Free from distraction in Kiel, Schnauss has been focusing on his third full-length release, as yet untitled, due sometime this year. Although Schnauss acknowledges that he could have easily produced another Isolated Place, he still has plenty of other musical ideas to develop — though the new tracks will still feature his signature sense of melancholy. Like with his previous work, Schnauss first wrote the new material on piano before taking it to the studio to work out sound and arrangement ideas.

“In terms of a more general production approach, I tried to take the layering method one step further,” Schnauss says. “While my first album was still about achieving a fairly transparent, clear overall sound, Isolated Place was a first attempt at deliberately messing things up. Mixing the new songs, I tried to merge all tracks into one big wall of sound, even by sacrificing the presence of some of the individual elements — some of the songs have up to 80 individual tracks playing simultaneously. I like productions that generate depth out of stuff that's happening in the background, things that you might not actively hear but still affect a subconscious listening experience.”

As on his past two albums, Schnauss used hardware synths to craft most of his source material, but he made an effort to use more plug-in effects in his sound-design efforts this time around. He cites Cycling '74 Pluggo and Native Instruments Reaktor as two of his new tools.
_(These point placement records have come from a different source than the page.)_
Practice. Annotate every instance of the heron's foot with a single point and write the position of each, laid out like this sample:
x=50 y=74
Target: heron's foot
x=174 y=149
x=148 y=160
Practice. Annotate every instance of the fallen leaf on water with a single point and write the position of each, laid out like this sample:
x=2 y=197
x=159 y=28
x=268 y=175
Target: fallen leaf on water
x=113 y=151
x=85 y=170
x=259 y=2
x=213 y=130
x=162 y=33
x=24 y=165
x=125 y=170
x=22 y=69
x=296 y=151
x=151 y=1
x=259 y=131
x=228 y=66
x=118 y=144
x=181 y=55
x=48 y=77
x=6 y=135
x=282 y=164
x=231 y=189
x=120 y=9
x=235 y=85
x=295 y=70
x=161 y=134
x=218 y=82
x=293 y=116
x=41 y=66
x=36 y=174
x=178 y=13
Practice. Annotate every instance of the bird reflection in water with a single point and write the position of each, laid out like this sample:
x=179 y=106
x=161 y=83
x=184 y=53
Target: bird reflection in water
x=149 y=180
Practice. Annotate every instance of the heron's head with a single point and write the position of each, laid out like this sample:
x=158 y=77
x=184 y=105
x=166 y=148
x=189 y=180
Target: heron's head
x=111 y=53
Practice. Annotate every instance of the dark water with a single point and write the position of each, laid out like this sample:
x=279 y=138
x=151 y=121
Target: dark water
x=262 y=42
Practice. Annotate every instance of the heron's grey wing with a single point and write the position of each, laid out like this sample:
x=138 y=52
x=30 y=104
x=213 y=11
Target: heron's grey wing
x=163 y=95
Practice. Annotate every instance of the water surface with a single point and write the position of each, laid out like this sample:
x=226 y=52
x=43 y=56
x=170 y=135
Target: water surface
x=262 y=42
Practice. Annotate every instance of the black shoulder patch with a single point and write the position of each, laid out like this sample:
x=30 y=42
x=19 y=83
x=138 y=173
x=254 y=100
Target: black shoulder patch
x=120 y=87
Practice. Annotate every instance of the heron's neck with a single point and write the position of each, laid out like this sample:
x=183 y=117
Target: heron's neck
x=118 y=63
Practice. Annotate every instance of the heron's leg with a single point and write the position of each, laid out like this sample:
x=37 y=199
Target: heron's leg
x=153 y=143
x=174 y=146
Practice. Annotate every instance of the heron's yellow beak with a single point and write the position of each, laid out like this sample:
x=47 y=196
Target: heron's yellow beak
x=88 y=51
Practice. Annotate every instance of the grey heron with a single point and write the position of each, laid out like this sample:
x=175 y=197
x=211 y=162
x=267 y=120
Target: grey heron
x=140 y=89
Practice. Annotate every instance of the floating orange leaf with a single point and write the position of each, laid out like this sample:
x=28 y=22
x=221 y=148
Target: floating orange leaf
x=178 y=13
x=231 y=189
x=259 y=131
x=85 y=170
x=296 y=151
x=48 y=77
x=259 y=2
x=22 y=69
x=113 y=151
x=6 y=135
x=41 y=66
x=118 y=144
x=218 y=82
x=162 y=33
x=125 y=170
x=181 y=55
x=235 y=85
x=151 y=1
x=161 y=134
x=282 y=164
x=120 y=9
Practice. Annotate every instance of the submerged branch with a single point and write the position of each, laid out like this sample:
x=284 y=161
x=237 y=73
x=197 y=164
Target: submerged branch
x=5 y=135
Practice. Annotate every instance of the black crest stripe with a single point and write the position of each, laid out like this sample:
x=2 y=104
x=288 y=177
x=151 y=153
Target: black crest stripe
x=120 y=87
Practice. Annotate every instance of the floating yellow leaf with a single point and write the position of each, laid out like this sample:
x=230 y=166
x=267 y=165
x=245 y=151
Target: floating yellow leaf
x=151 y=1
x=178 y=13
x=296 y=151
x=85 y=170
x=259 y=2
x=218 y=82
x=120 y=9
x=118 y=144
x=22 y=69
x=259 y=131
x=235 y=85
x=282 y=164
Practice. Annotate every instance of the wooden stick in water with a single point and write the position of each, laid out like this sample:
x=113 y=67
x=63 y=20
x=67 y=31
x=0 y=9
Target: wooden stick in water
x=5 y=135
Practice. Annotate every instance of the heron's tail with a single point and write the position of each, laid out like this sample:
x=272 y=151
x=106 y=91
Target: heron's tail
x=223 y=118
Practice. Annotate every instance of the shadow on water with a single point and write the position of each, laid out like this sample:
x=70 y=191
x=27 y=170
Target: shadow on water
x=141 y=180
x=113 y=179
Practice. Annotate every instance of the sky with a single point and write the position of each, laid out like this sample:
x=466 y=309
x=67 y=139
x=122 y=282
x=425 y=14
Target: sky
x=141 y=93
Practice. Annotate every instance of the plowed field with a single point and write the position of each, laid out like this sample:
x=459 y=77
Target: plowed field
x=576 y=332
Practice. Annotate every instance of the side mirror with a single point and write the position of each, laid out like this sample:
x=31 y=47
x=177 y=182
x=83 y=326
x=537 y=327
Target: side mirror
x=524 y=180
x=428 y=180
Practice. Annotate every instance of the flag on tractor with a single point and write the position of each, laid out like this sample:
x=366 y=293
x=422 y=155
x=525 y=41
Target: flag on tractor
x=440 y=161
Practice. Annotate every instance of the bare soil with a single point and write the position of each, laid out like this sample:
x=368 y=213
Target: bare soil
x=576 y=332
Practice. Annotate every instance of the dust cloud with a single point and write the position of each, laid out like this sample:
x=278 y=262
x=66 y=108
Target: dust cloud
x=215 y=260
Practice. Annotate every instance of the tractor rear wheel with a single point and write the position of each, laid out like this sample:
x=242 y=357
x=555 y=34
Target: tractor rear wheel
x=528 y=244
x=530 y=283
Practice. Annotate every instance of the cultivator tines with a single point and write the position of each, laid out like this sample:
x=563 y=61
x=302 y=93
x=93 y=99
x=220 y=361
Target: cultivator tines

Nevertheless, he does offer one bit of advice in the hardware-versus-software debate. “As much as I might enjoy the processing options that software offers, I'd always strongly recommend to create the actual source material using quality hardware instruments,” Schnauss says. “Unfortunately, in the last 10 years, not a lot of instruments like that have been built — Dave Smith's Poly Evolver and most of the Waldorf synths probably being an exception — that's why I'm also still using a lot of so-called vintage gear, both digital and analog.”